When it comes to food, look to the white shrimp migration to be a major contributor to where you find the trout this month. The shrimp will ride the tides out of the marsh. Then it’s into the larger bay systems as they migrate offshore into the Gulf.
The shrimp aren’t as strong swimmers as the fish. They rely on tides and current as a means of transportation for their annual migration. They’ve been in the back marsh all summer long, but now they’ll be on the move.
Trout will set up ambushes along the outside mouths of area drains and sloughs that empty water out of the back marsh country on a falling tide. Remember, however, it must be a falling tide.
Later in September, and even into the first part of October, the white shrimp will be making their way through major passes on their way to the Gulf. Along our stretch of the Texas coast, this means places such as the Colorado River at Matagorda, the Port O’Connor big jetties, Pass Cavallo, and even Cedar Bayou down in Mesquite Bay.

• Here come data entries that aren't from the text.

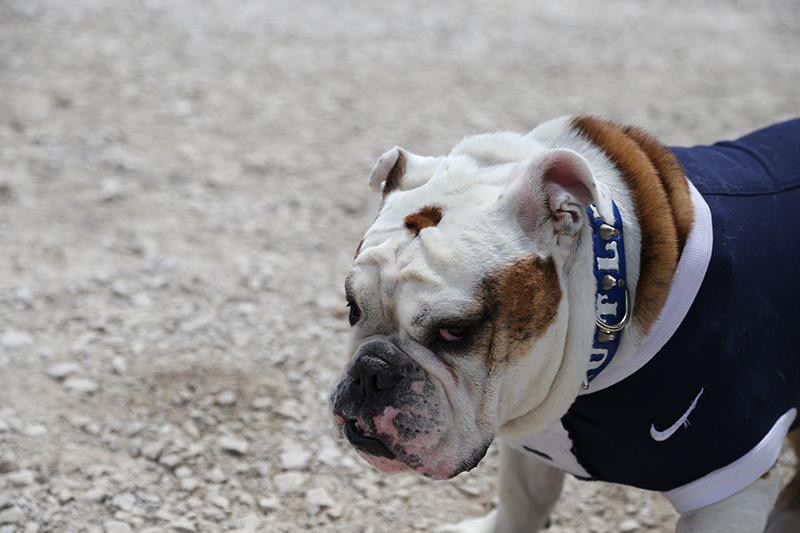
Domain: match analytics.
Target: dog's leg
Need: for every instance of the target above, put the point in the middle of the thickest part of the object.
(528, 490)
(744, 512)
(785, 518)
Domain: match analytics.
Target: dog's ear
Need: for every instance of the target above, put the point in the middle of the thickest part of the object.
(558, 186)
(399, 170)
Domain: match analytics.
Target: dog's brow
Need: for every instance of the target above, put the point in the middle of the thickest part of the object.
(348, 286)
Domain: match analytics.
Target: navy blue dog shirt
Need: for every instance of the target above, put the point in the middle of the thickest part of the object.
(702, 408)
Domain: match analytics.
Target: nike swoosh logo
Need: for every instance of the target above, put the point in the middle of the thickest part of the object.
(661, 436)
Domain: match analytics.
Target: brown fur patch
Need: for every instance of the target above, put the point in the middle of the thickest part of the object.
(427, 217)
(661, 201)
(394, 180)
(523, 300)
(789, 498)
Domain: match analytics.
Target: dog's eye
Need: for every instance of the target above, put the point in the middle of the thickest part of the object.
(453, 334)
(355, 312)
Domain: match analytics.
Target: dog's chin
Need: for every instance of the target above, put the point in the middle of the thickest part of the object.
(373, 450)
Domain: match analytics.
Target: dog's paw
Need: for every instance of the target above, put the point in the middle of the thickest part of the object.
(483, 524)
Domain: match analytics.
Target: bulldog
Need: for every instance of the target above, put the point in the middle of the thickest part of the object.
(607, 306)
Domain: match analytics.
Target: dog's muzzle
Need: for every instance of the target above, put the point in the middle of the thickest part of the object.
(380, 376)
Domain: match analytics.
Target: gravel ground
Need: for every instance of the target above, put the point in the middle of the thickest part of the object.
(182, 187)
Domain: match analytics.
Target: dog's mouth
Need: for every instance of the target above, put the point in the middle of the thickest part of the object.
(364, 440)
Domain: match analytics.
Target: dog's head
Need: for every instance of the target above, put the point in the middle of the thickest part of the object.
(458, 300)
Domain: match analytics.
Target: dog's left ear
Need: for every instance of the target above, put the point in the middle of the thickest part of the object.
(399, 170)
(557, 186)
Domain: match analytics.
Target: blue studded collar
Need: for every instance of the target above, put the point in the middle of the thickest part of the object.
(611, 300)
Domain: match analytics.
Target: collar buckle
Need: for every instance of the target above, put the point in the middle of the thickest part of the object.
(612, 300)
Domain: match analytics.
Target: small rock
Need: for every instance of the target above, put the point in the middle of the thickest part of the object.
(36, 430)
(628, 526)
(329, 456)
(226, 398)
(291, 408)
(335, 513)
(182, 525)
(152, 451)
(183, 472)
(295, 460)
(261, 403)
(62, 370)
(250, 523)
(188, 484)
(124, 501)
(12, 515)
(21, 478)
(93, 496)
(119, 365)
(81, 386)
(170, 460)
(268, 505)
(289, 482)
(115, 526)
(220, 501)
(317, 499)
(15, 339)
(216, 475)
(234, 445)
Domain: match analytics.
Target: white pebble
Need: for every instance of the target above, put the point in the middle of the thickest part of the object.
(317, 499)
(188, 484)
(119, 365)
(11, 515)
(249, 524)
(61, 370)
(295, 460)
(183, 472)
(21, 478)
(289, 482)
(93, 496)
(35, 430)
(15, 339)
(182, 526)
(628, 526)
(82, 386)
(262, 403)
(220, 501)
(115, 526)
(216, 475)
(269, 504)
(234, 445)
(226, 398)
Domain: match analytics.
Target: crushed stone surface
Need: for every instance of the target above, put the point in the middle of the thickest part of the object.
(182, 188)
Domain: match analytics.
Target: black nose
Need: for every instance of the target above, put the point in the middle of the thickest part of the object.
(373, 378)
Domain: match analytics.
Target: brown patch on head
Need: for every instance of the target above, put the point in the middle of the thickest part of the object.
(394, 180)
(427, 217)
(661, 201)
(358, 250)
(523, 300)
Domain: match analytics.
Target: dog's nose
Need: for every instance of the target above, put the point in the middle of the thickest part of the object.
(372, 377)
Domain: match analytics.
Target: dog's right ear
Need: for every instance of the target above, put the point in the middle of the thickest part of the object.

September trout are going to move, so that’s what you will need to do also. Where you caught them yesterday probably won’t yield the same results today, so be prepared.
When the white shrimp start to move, you may notice quite a bit of seagull action in mid-bay waters and deep passes, so keep a sharp eye to the sky. Anglers have already experienced a bit of bird action these past couple months, but look for that to only improve as we make our way through September. The birds can put you on the fish if you play your cards right.
As previously mentioned, tidal movement and changes in water levels will be an important factor when you are looking for trout this month, especially for big trout. Water movement and currents tend to concentrate the bait, and large ambush predators such as trophy trout often prefer to stay in one place.
they’ll simply let tidal movement supply them with their next meal. These big gals usually tend to feed best during the last hour of an incoming tide or the first hour of an outgoing tide. This occurs especially during times of a more significant tidal change, as this requires much less effort on their part for eating.
Remember, an incoming tide is most often the preferred tide, simply because it almost always delivers cleaner water to neighboring shorelines and area back lakes. Just food for thought for the September trout fisherman along the Texas mid-coast.
Good luck everyone, and be careful out there.